Joanna Ewart-James is the executive director at Freedom United, an international organisation working to end modern slavery. Beyond Trafficking and Slavery spoke with her on the occasion of the twentieth anniversary of the UN Trafficking Protocol to discuss whether or not it is better to be on the ‘inside’ of the anti-trafficking and anti-modern slavery project, or to defend a more radical viewpoint centred on labour rights from the fringe.
Neil Howard (BTS): What does your instinct tell you about whether or not we’re better off on the inside of the project to end ‘modern slavery’?

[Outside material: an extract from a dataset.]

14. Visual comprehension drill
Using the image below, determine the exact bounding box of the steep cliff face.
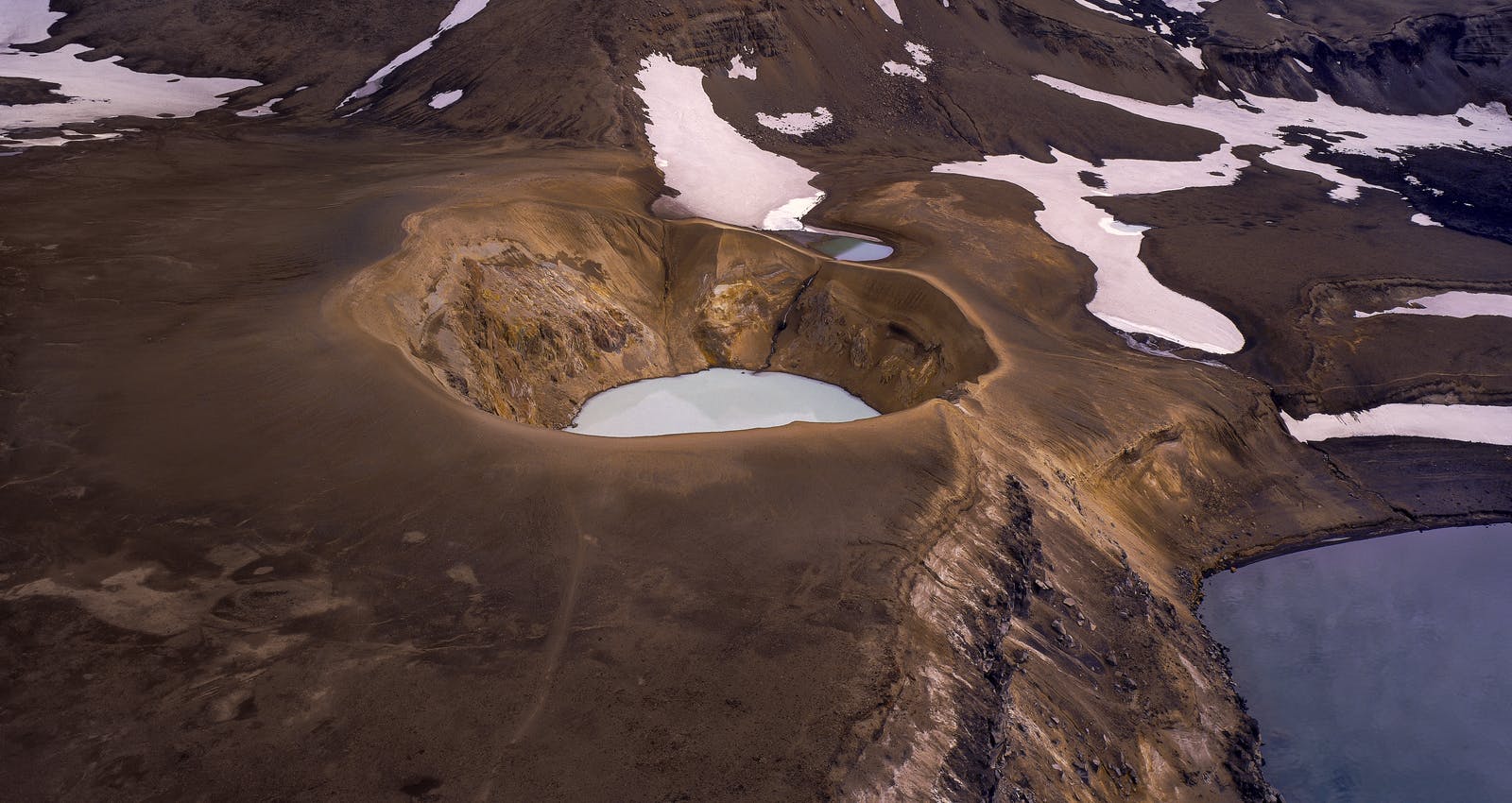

Joanna Ewart-James (Freedom United): The language you use and how you try to tackle the issue within that framing is, I argue, more important than whether you are trying to effect change from within an institution or not. I differentiate between actors who see modern slavery as an aberration to normal society, and the position I hold that it is actually for a large part a systemic problem. That it’s a result of a system where labour protections are weak, discrimination thrives, and where priority is often given to other matters like immigration policies, cheap prices, and fractured supply chains. In my view these causes make exploitation almost inevitable.
I’ve always talked about modern slavery. As much as it’s simply an umbrella term that doesn’t have a specific conceptual meaning, that puts me on the inside of the ‘modern slavery framing’. But inside that inside, I’m not part of the camp that says this is an aberration or crime that isn’t accepted. I say, ‘No, it is accepted. Of course it’s accepted. That’s why it happens so much, because we do tolerate it.’ That’s where my position is different.